We are not our own: let not our reason nor our will, therefore, sway our plans and deeds. We are not our own: let us therefore not set it as our goal to seek what is expedient for us according to the flesh. We are not our own: in so far as we can, let us therefore forget ourselves and all that is ours. Conversely, we are God's: let us therefore live for him and die for him. We are God's: let his wisdom and will therefore rule all our actions. We are God's: let all the parts of our life accordingly strive toward him as our only lawful goal...Let this therefore be the first step, that a man depart from himself in order that he may apply the whole force of his ability in the service of the Lord...From this also follows this second point: that we seek not the things that are ours but those which are of the Lord's will and will serve to advance his glory.
John Calvin - Institutes of The Christian Religion: 3.7.1-2
If we are not our own but God's, what Calvin notes that we are to do should be easy for us: Serve the Lord and advance His glory; but our wishes, wants and desires in the back seat. The fact that we struggle with this is an indication that the sinful self has not let go; pride and arrogance still struggle for dominance in a life which the heart and head knows belongs to God; but the flesh fights it still.

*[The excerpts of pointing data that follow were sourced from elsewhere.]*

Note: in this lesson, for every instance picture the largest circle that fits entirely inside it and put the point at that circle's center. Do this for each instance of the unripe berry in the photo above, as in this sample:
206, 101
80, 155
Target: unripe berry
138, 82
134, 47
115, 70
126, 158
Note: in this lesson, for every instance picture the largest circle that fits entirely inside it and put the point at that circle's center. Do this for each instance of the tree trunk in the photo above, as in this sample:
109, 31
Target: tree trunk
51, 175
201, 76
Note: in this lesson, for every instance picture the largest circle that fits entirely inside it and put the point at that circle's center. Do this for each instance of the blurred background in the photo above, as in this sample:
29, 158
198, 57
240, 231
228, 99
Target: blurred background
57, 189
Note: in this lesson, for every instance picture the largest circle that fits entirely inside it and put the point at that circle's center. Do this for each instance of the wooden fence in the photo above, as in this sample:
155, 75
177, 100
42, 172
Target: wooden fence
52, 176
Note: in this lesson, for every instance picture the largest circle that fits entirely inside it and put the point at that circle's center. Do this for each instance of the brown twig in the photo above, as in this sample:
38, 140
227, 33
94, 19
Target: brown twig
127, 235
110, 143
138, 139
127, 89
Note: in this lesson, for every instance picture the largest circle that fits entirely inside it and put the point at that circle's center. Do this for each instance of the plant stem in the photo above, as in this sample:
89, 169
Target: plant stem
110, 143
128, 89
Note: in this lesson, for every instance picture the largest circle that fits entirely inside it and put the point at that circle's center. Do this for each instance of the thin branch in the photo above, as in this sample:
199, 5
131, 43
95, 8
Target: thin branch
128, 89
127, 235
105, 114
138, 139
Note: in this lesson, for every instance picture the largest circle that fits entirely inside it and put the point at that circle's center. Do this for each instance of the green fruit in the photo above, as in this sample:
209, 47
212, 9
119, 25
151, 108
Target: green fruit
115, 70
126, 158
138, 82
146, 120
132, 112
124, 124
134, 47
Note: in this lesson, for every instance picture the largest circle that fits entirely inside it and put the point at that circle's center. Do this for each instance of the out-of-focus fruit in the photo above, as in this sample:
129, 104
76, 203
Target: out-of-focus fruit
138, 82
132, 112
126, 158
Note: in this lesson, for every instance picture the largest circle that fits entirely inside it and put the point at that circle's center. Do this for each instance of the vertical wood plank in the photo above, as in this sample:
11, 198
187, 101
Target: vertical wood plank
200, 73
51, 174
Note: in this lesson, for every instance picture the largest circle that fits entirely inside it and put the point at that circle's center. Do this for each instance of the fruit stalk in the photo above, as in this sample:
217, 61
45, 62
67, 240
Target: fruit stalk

The fact is the flesh may never let fully go; the fact is the fight may continue until your last breath here on this earth. If that is true, just remember, we are not our own but His:
21They said to Him, "Caesar's." Then He said to them, "Then render to Caesar the things that are Caesar's; and to God the things that are God's."
Matthew 22:21 (NASB)
We need to keep that in mind. Be in the world, not of it. Seek the Lord not praise of others. Strive to put God first in your life, and He will put your life in the order it should be in.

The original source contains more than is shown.